Sunday, January 20, 2008

The Splendid Table's "Locavore Nation"

On the way back from driving the rest of my family to the airport early this frigid morning (-11 F. on one digital display we passed -- they were happily on their way to Disney World for a few days), I turned on MPR to find that The Splendid Table has a 6 a.m. airing on Sunday mornings. Not a fact I'd ever had occasion to learn before. Anyway, the show has launched a project called Locavore Nation: "A year-long effort to discover what it takes to obtain, prepare and eat a sustainable, regionally based diet." Something like 5000 listeners across the country have signed on for a challenge to eat mostly local, in-season, preferably organic food for 12 months; 15 of these will blog about it. Minneapolis blogger Sareen Dunleavy Keenan made me smile with her account of buying half a cow (organically raised and grass-fed) from friends in Illinois; the beef car-pooled the 460 miles to their home with a student heading for the U of M, making efficient use of food miles. (Hmmm, I should have the Florida-goers bring back some citrus for me.)

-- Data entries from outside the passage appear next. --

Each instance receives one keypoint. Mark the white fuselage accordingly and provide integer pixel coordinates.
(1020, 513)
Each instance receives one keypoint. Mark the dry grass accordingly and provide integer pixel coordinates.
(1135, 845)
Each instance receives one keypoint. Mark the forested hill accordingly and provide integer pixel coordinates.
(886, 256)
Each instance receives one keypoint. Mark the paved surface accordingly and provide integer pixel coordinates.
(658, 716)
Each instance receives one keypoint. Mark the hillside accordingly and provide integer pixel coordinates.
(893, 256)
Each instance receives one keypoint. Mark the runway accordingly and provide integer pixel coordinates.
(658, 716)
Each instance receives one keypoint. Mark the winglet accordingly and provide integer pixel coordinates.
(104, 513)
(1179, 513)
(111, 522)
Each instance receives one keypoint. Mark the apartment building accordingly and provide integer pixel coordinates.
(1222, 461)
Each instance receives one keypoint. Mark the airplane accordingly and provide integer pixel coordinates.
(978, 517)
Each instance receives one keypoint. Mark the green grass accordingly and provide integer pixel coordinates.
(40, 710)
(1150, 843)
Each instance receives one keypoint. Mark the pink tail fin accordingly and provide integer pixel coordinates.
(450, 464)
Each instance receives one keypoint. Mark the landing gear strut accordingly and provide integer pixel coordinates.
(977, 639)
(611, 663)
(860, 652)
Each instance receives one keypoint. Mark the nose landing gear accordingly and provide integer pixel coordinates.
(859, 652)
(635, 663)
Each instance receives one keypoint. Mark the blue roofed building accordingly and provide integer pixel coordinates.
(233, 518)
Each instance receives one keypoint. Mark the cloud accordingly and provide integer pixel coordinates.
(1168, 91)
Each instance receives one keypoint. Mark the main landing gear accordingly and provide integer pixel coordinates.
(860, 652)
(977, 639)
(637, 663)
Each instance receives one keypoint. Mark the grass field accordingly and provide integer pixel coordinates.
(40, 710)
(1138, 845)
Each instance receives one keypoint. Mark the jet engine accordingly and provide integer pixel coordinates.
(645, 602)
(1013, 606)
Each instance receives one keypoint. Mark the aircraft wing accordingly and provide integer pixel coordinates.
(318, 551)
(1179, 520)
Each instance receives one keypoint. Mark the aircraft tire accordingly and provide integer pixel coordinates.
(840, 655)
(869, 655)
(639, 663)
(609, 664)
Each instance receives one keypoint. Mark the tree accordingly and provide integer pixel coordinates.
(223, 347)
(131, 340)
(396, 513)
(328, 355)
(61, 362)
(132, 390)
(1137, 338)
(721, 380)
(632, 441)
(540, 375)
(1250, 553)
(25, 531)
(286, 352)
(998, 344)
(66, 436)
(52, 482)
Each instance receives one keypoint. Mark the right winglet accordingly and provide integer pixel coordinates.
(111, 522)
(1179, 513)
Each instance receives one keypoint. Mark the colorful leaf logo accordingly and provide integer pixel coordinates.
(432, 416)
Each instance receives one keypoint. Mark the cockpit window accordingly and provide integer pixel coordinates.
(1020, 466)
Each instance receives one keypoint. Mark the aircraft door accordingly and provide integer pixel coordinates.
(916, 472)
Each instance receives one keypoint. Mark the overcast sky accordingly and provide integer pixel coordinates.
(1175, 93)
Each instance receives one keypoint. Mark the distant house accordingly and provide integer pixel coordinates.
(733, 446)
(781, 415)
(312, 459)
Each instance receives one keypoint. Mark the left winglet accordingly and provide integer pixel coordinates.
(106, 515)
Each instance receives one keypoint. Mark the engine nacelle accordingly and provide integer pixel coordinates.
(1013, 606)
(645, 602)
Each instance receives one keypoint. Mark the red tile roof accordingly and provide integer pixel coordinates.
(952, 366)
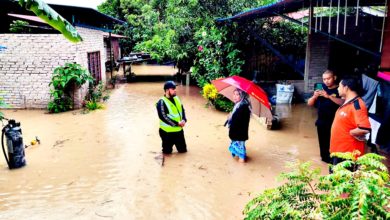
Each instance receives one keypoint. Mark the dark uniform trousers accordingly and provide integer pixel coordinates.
(324, 141)
(173, 138)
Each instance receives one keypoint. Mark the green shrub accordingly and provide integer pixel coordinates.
(91, 105)
(64, 79)
(96, 94)
(362, 194)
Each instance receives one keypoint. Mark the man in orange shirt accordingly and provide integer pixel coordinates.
(351, 122)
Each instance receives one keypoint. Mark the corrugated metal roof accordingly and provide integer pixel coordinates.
(28, 17)
(287, 6)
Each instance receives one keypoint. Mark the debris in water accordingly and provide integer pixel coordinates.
(160, 159)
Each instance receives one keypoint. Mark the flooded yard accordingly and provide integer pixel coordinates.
(102, 165)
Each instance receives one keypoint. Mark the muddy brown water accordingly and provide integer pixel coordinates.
(102, 165)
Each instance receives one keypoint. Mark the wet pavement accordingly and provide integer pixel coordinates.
(106, 165)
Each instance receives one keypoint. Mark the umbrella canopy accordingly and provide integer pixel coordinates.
(259, 100)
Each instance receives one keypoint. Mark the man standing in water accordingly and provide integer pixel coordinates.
(351, 122)
(327, 100)
(172, 120)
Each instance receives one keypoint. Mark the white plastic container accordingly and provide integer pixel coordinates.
(284, 93)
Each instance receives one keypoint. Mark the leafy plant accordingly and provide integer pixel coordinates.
(64, 79)
(95, 96)
(19, 26)
(210, 93)
(2, 105)
(361, 194)
(216, 57)
(91, 105)
(51, 17)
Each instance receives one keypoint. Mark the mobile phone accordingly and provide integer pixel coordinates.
(318, 86)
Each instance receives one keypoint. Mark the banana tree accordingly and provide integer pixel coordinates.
(46, 13)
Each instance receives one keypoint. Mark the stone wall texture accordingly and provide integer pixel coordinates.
(28, 62)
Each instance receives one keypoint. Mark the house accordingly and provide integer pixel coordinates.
(345, 44)
(27, 60)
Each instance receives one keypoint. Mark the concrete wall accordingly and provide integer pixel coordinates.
(27, 64)
(317, 60)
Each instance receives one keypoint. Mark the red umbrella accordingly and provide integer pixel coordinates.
(259, 100)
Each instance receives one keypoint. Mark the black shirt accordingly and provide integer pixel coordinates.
(326, 107)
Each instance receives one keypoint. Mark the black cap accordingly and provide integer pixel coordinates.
(169, 85)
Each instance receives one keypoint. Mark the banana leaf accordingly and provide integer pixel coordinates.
(46, 13)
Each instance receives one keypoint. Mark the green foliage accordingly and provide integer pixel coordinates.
(19, 26)
(51, 17)
(216, 56)
(2, 105)
(95, 95)
(91, 105)
(64, 80)
(210, 93)
(223, 104)
(362, 194)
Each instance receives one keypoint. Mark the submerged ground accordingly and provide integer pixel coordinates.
(102, 165)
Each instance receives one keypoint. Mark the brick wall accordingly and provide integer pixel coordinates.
(317, 60)
(27, 64)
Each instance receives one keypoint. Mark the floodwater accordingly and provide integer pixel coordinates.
(102, 165)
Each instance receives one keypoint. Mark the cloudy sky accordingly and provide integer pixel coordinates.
(82, 3)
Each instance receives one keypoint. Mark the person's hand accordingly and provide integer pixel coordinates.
(182, 123)
(358, 136)
(316, 94)
(323, 93)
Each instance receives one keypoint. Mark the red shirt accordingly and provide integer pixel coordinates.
(349, 116)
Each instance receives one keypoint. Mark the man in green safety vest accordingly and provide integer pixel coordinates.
(172, 120)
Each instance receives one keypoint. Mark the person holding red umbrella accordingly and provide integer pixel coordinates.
(238, 124)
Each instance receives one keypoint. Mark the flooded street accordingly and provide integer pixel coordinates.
(102, 165)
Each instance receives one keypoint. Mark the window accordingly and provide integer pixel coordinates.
(94, 65)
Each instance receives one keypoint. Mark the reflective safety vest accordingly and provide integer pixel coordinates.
(175, 113)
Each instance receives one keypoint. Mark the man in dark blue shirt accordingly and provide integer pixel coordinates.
(327, 101)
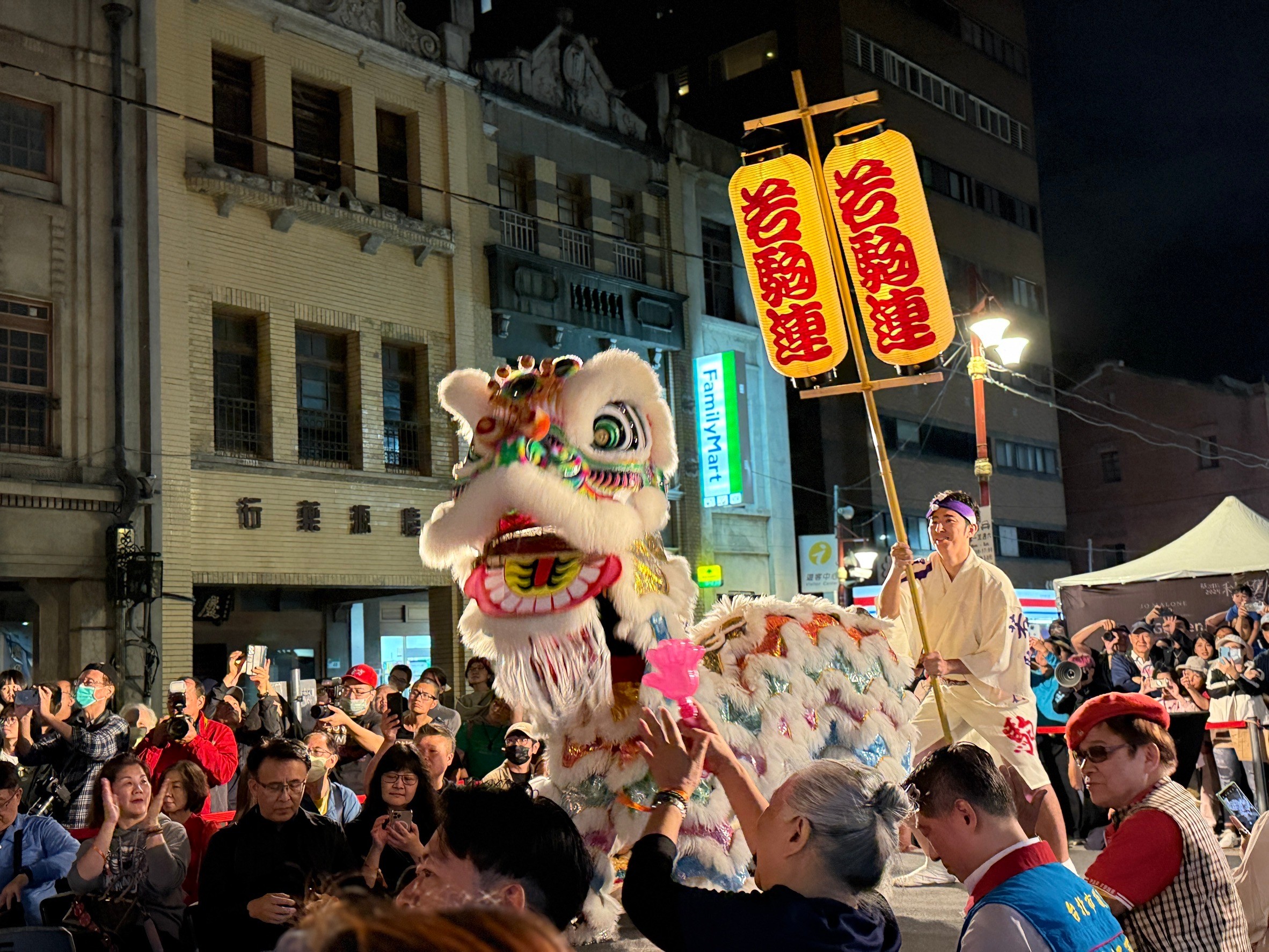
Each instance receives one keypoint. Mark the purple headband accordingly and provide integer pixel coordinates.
(956, 507)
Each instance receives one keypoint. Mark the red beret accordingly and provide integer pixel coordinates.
(1102, 707)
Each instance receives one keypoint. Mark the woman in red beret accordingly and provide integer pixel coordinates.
(1163, 871)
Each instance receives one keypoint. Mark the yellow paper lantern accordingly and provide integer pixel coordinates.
(790, 270)
(890, 249)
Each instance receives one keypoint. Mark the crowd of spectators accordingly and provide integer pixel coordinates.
(119, 823)
(1217, 667)
(384, 811)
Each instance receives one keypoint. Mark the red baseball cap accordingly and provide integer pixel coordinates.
(1102, 707)
(364, 675)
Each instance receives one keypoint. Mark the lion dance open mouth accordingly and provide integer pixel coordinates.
(553, 534)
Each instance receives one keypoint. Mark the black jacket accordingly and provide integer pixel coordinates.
(675, 917)
(256, 857)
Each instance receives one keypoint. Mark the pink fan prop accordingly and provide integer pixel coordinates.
(675, 662)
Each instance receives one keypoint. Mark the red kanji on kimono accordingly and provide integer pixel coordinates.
(1022, 733)
(863, 195)
(785, 270)
(771, 213)
(884, 255)
(800, 333)
(901, 321)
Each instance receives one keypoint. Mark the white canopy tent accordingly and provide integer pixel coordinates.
(1232, 540)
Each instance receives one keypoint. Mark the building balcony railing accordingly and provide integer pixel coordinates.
(577, 247)
(520, 231)
(536, 300)
(405, 447)
(287, 201)
(630, 261)
(324, 438)
(25, 422)
(238, 427)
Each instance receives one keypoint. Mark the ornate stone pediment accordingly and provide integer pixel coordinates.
(563, 71)
(377, 19)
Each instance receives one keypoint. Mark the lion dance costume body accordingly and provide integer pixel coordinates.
(553, 534)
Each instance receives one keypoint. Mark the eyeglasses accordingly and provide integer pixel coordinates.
(1097, 755)
(402, 780)
(280, 787)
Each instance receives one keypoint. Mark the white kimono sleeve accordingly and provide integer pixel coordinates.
(1002, 630)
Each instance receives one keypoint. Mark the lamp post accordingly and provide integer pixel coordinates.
(984, 334)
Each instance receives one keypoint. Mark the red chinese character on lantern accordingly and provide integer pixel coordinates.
(862, 196)
(800, 333)
(785, 270)
(771, 213)
(885, 255)
(1022, 733)
(901, 321)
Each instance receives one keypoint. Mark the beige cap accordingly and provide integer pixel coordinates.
(523, 728)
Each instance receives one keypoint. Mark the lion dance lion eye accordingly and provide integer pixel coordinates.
(618, 428)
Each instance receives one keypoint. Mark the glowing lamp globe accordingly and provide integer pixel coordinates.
(990, 331)
(1010, 351)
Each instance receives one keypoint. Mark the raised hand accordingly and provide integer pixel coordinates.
(260, 677)
(380, 832)
(669, 761)
(273, 908)
(236, 661)
(156, 803)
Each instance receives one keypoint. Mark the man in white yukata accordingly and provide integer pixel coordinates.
(978, 636)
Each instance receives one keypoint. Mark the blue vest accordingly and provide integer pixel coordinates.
(1061, 907)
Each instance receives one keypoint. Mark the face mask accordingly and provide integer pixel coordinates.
(517, 755)
(356, 706)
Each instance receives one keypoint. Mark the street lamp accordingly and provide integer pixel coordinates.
(988, 333)
(1010, 351)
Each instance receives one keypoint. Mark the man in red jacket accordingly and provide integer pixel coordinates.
(207, 743)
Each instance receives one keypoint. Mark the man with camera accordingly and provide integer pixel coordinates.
(354, 724)
(78, 746)
(35, 853)
(187, 734)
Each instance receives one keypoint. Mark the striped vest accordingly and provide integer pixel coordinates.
(1200, 911)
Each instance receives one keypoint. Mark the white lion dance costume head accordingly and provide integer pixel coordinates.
(553, 534)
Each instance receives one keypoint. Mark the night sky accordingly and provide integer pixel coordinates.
(1153, 122)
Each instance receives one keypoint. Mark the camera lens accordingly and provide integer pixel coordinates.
(1069, 675)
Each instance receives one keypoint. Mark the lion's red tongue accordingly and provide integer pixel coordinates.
(514, 522)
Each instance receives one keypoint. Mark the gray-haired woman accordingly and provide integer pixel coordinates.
(820, 847)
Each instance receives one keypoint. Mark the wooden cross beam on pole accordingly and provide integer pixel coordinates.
(851, 309)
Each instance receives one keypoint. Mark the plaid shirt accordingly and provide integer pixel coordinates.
(1200, 911)
(79, 761)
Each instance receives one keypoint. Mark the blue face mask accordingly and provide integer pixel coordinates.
(85, 695)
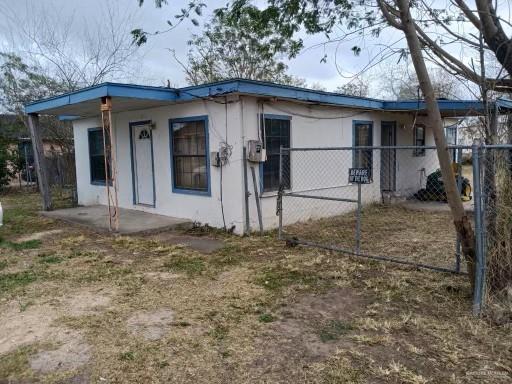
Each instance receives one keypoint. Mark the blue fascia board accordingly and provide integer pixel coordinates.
(249, 87)
(103, 90)
(504, 103)
(444, 105)
(302, 94)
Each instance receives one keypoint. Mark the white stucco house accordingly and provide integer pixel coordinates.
(164, 139)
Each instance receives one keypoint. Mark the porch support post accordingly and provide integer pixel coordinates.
(40, 161)
(109, 150)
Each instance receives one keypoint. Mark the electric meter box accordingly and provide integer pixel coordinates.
(256, 153)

I want to clarify something I wrote in my last post, Extreme Eating, Glocavores, Luddites and More: "I don't think everyone should eat only foods produced within 100 miles of home; I think we should support important regional products that we value, whether they're from our own region or elsewhere." As I hope was reasonably clear, I've got no objection to anyone's deciding that they want to eat only foods produced within 100 miles of home. What I meant is that I don't accept that as a universal goal, to be urged upon everyone. Eat more locally? Yes, absolutely. Eat only locally? Certainly, if you want, but consider the potential negative repercussions of that decision as well as the positive ones. Strike a thoughtful balance, making food choices (or other choices with an environmental, economic or cultural impact) intentionally rather than purely out of habit? That's where I'm trying to be.

As Wendell Berry put it:
Eaters ... must understand that eating takes place inescapably in the world, that it is inescapably an agricultural act, and that how we eat determines, to a considerable extent, how the world is used. This is a simple way of describing a relationship that is inexpressibly complex. To eat responsibly is to understand and enact, so far as one can, this complex relationship.... Eating with the fullest pleasure -- pleasure, that is, that does not depend on ignorance -- is perhaps the profoundest enactment of our connection with the world.
"The Pleasures of Eating" from WHAT ARE PEOPLE FOR? Copyright © 1990 by Wendell Berry.

2 comments:

Walk Out Duluth! said...

I love eating locally as much as I can. The co-op now has local hydroponic lettuce! It's an event when there's winter local produce!

Oh, and after reading your site for all this time, I finally placed a link to your blog on The Center for Sustainable Living's website!

-Scott Schumacher

Unknown said...

Thanks for the tip about the lettuce and for the link! As I've written before, I am so grateful for our wonderful co-op. I will definitely stop in for some local lettuce.